From founding, [Robinhood’s] business model was dependent on customers trading frequently, allowing the company the chance to earn a different kind of commission—known as PFOF, or “payment for order flow”—from every transaction. The payments are essentially a finder’s fee given to Robinhood by so-called market makers, the Wall Street firms who make money executing individual investors’ trades. Since launch, Robinhood has enthusiastically embraced PFOF, arranging favorable rates that eclipsed other brokerages’, making it the company’s single largest source of revenue. The money flows evoke a key lesson of the digital age: If something is free, then you’re not the customer—you’re the product being sold.

FINRA’s findings on Wednesday about Robinhood’s inaccurate displays of negative cash balances reflected something that I heard from several experts I spoke to in the course of my reporting, who pointed to the way that Robinhood displays losses as one of the elements of the app’s presentation that lead users to execute more trades:

Years of research in behavioral science have shown that people who see losses are motivated to chase them, notes Schüll, like roulette players doubling down after a bad spin.
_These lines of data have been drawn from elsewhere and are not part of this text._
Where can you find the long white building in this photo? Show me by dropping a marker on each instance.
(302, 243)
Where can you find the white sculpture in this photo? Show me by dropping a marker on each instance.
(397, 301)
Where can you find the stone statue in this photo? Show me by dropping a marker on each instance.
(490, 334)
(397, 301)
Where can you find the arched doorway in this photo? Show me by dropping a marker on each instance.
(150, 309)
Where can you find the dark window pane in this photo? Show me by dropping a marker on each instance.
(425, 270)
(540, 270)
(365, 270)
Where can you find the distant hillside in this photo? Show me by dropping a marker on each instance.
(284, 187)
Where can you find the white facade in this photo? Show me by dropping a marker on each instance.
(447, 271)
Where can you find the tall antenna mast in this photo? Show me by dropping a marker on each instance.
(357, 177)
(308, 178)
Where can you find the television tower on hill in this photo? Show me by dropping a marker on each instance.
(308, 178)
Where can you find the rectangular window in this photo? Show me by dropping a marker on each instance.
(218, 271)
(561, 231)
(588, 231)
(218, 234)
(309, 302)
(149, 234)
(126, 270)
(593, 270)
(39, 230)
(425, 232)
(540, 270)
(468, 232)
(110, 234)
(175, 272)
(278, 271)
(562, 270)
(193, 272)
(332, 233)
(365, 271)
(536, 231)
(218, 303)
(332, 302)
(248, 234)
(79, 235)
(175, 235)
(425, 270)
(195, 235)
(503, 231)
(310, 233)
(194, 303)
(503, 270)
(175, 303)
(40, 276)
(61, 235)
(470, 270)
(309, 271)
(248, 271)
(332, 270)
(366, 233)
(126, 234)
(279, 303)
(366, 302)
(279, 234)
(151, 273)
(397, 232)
She calls it “the chasing effect, where you want to gamble more on other stocks to make that up, to race to get it back.”

And investors who trade more usually do far worse than those who take a set-it-and-forget-it approach. By building in behavioral cues aimed at getting people to trade more heavily, Robinhood is ultimately encouraging users to act against their own financial interests by making frequent trades—while PFOF and its related profits pile up for the app and its superrich collaborators.

Robinhood has faced added scrutiny in the last year, first as it attracted millions of new investors during the pandemic, and later when it froze trading on shares of GameStop, a brick-and-mortar video game store, just as crowds of investors were driving up its price by more than 1,700 percent this past January. Two federal agencies and a congressional committee have launched probes into Robinhood’s decision to freeze trading.

FINRA’s fine is not the first for Robinhood. The trading app was fined $1.25 million by FINRA in 2019 for violations of the duty of “best execution”—rules that require brokerages to obtain the best possible share prices for their customers. The Securities and Exchange Commission fined Robinhood $65 million for similar best-execution violations in December 2020.

Robinhood is expected to go public sometime this summer, at a valuation of more than $30 billion. The paperwork that Robinhood filed in order to offer shares in the company is expected to become public later this week, according to the New York Times. That paperwork is likely to shed light on previously unknown elements of the business, from historical financial statements to early investors.